The image of the centrifuge, which rejects the 'unnecessary thoughts', characterizes the consciousness of human from the 'entertainment society' in general: "Whirl man's mind around about so fast under the pumping hands of publishers, exploiters, broadcasters, that the centrifuge flings off all unnecessary, time-wasting thought!" [6, P. 72]. Finally, for the last time, the metaphor of the centrifuge appears in Faber's speech: "Patience, Montag. [...] Our civilization is flinging itself to pieces. Stand back from the centrifuge" [6, P. 97].

How precisely and in detail the writer is able to image - a human, a grain of sand, worthless in this mad rhythm of life, thrown out of the rock and whirling in a centrifuge, falling into a waterfall of emptiness. It should be said that this example is a cascade of metaphors that is quite common in Bradbury's works (man whirled in a centrifuge; waterfall that fell into emptiness). The impact of deafening music on the mind of the character is also likened to the actions of household appliances. "... you had the impression that someone had turned on a washing - machine or sucked you up in a gigantic vacuum. You drowned in music and pure cacophony" [6, P. 63].

Consciousness is likened to a rock that is hammered and makes dust: "Montag sat like a carved white stone. The echo of the final hammer on his skull

died slowly away into the black cavern where Faber waited for the echoes to subside.

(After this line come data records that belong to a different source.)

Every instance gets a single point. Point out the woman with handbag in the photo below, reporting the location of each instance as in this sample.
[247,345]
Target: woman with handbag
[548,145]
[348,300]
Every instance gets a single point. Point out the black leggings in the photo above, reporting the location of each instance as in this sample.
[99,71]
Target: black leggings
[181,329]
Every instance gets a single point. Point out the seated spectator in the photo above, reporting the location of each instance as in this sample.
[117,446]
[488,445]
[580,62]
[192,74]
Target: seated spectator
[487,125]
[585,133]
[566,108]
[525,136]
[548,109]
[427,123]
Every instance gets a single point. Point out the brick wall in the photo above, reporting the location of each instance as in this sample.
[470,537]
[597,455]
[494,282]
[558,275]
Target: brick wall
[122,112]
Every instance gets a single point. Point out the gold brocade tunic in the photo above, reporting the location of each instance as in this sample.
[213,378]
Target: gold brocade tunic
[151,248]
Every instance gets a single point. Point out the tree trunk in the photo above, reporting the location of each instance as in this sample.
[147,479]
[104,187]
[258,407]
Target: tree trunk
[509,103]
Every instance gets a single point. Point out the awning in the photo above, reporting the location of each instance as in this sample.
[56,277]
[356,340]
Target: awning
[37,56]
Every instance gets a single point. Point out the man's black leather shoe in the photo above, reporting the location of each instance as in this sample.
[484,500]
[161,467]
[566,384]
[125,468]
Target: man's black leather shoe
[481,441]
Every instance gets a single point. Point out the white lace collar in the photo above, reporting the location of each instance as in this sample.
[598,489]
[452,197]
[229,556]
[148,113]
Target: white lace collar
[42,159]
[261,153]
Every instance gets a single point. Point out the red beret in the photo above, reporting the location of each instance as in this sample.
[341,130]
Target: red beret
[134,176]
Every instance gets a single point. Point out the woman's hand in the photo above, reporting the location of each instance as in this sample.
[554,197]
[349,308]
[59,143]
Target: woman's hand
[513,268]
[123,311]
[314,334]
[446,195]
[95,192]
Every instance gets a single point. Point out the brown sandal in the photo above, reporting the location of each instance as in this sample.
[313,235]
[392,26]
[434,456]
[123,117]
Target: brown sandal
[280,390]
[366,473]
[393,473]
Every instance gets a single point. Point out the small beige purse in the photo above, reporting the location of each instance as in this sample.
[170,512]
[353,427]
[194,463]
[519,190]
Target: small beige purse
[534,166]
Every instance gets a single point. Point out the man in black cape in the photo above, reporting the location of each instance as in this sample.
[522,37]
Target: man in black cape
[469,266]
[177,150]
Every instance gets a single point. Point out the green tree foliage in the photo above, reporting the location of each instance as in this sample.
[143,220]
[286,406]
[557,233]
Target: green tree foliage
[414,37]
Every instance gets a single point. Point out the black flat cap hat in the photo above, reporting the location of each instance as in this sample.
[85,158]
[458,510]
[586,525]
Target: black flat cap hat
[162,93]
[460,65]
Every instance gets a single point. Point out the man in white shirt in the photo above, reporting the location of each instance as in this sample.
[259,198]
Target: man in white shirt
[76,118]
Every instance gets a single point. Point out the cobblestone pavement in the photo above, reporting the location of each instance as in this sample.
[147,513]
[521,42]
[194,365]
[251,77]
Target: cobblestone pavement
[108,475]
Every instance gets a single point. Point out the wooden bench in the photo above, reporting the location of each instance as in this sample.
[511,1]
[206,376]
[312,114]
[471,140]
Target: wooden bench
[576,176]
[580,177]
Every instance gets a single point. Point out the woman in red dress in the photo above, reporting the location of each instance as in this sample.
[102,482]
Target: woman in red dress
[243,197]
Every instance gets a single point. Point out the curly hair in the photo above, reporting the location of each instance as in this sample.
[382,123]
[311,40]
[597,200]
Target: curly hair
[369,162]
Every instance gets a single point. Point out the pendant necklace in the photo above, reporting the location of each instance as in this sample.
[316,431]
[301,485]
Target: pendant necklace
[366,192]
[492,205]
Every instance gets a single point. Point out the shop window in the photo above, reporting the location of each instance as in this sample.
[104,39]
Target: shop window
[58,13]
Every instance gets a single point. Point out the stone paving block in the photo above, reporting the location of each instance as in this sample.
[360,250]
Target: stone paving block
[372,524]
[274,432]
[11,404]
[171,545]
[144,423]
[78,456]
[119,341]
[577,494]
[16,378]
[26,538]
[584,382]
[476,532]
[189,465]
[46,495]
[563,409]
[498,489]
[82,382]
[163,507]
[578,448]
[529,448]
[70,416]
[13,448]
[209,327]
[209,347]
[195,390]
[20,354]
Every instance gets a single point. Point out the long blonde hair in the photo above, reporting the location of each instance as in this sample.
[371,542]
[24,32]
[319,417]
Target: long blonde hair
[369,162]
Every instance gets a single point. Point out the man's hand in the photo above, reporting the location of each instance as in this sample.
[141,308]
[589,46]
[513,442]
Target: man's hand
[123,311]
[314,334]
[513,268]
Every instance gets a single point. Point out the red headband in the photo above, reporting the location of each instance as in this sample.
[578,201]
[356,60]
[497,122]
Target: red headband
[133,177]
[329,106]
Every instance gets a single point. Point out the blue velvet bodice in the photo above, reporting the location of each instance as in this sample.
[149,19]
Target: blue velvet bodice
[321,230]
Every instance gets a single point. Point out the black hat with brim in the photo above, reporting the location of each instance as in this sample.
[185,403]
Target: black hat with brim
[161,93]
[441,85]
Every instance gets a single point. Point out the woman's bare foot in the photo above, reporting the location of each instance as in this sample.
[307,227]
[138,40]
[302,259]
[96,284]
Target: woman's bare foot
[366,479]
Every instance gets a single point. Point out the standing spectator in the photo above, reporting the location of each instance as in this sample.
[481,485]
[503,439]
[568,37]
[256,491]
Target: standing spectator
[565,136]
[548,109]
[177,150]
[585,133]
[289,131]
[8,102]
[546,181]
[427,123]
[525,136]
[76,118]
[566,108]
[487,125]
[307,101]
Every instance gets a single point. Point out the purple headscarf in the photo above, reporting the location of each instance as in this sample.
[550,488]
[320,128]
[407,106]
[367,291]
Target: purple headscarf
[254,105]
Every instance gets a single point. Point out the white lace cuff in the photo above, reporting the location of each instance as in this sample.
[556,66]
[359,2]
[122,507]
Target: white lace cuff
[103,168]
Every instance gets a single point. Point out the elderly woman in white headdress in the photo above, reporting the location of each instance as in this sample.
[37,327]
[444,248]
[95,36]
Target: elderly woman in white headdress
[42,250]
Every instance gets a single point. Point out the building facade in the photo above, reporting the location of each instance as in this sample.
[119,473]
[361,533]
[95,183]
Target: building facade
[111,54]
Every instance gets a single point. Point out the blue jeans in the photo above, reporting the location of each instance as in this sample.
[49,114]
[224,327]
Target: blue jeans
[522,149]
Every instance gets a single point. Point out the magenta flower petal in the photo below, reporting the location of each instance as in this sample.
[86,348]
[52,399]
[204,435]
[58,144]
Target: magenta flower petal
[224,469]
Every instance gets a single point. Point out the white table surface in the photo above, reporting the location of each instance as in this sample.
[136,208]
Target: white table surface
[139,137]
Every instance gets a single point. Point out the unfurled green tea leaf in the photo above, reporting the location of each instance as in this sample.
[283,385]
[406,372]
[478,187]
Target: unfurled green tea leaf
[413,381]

And then... the startled dust had settled down about Montagus mind..." [6, P. 114].

Finally, consciousness can shake as if from natural disasters: "The earthquake was still shaking and falling and shivering inside him..." [6, P. 121].

Author metaphors that combine several concepts at same time or do not have any that can be clearly distinguished, have also been identified. "He thought of the visit from the two zinc-oxide-faced men with the cigarettes in their straight-lined mouths and the electronic-eyed snake winding down into the layer upon layer of night and stone and stagnant spring water' [6]. In this example, we can clearly distinguish the concept of 'Human - system', and then we see the description of the human body through natural phenomena and objects (night, stone, stagnant spring water).

Conclusions. So, considering Ray Bradbury's most popular work, 'Fahrenheit 451,' in the context of using metaphor to expand the content of the novel and actualize the main problems, we found out that the writer focuses not on consciousness as a whole, but on what is happening in the process. This defines the characteristic feature of the author's idiostyle -focusing metaphors not on nouns but verbs. Metaphorical expressions are important not only in terms of imagery, but also as indicators of the conceptual system of human. Based on these expressions, we can not only discover the logic behind the construction of metaphors, but also trace how a person comprehends the information coming from the outside world, through which value and general cultural systems of objects of reality and people themselves are perceived by us.